Boxing with the FCC: The National Cable & Telecommunications Association (NCTA) is pushing the FCC to drop a rule that would "require cable operators to stop providing set-top boxes that combine both security and channel-surfing functions," according to the December 21 Broadcasting & Cable. The rule, to go into effect in July 2006, supposedly encourages the retail market in cable converters with new interactive features. The trade association claims that a flood of new boxes with new features will cost consumers more than they pay now. More than 140 different models of set-top converter boxes are now available.
Say what? A recent study by a firm called "BIGresearch" finds that multi-tasking is a growing trend that is taking people away from their TVs. The latest "Simultaneous Media Usage Survey" found that when watching TV, 66.3% of viewers "regularly or occasionally" read their mail; 60.1% regularly or occasionally go online; 55.0% regularly or occasionally read newspapers; and 51.8% regularly or occasionally read magazines.
DTV vote delay: FCC Chairman Michael Powell will probably postpone until early next year a vote on his plan to complete the transition to a fully-digital television system by January 2009, according to reports from Washington. Big content providers such as Walt Disney Company, parent company of ABC, have pushed for delays in the transition, claiming that consumers aren't ready for it. Public safety organizations would like to see the process completed as soon as possible because it would free broadcast spectrum for emergency wireless services. Powell had reportedly wanted to hold a vote on the issue December 15.
Chinese DTV: Mainland China's push for a proprietary national digital television standard may be doomed, according to a December 23 report from Dow Jones Newswires. A 2003 deadline for workable standards came and went; China may instead adopt an "international standard" by default. A similar proposal for proprietary standards for wireless computer networks died "after loud protests from foreign companies," the report noted, adding that adopting an international DTV standard will prevent the giant Asian nation from "reinventing the wheel."

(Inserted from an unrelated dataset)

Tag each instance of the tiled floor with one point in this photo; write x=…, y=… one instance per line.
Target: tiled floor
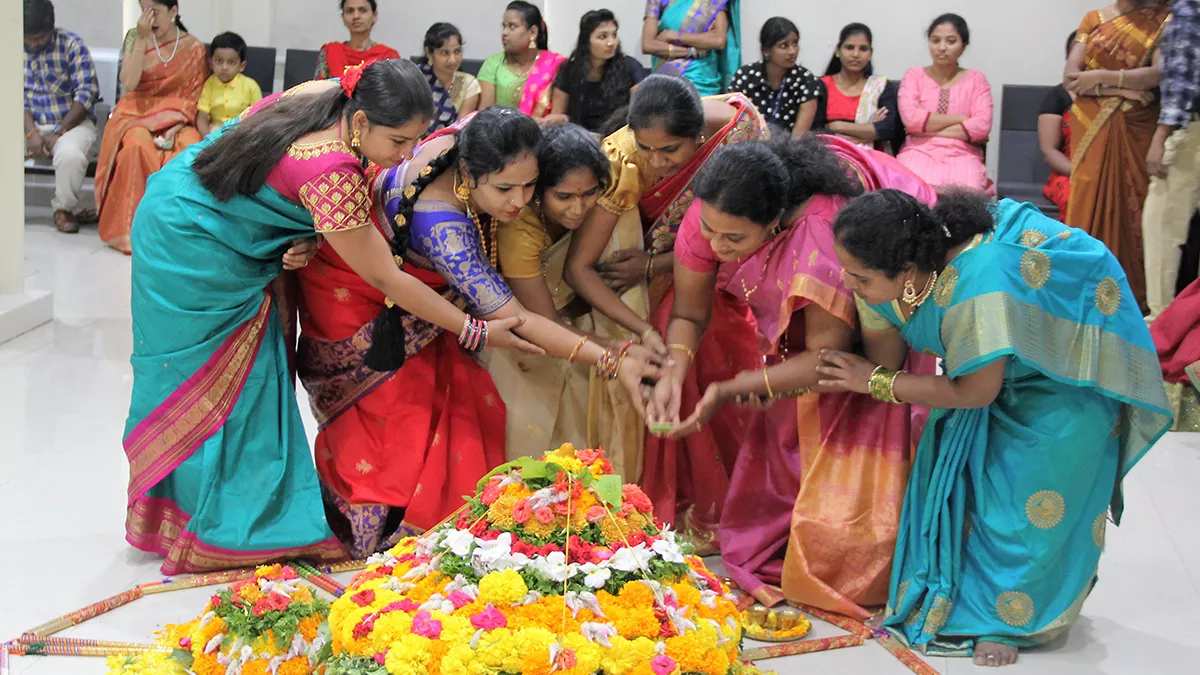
x=64, y=390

A plasma most popular: A 42"-diagonal extended definition (ED) plasma display (PDP) selling for $2000 was among the most desired techno-toys with US consumers headed into the winter holiday shopping season, according to a survey released December 16 by San Mateo, CA-based research firm IDC. The survey of 1200 potential TV buyers found that "price points are a key inhibitor of this market" and that "consumers are incredibly overwhelmed and confused about their digital TV options." Most consumers also want DTV setups to be far easier than they are today.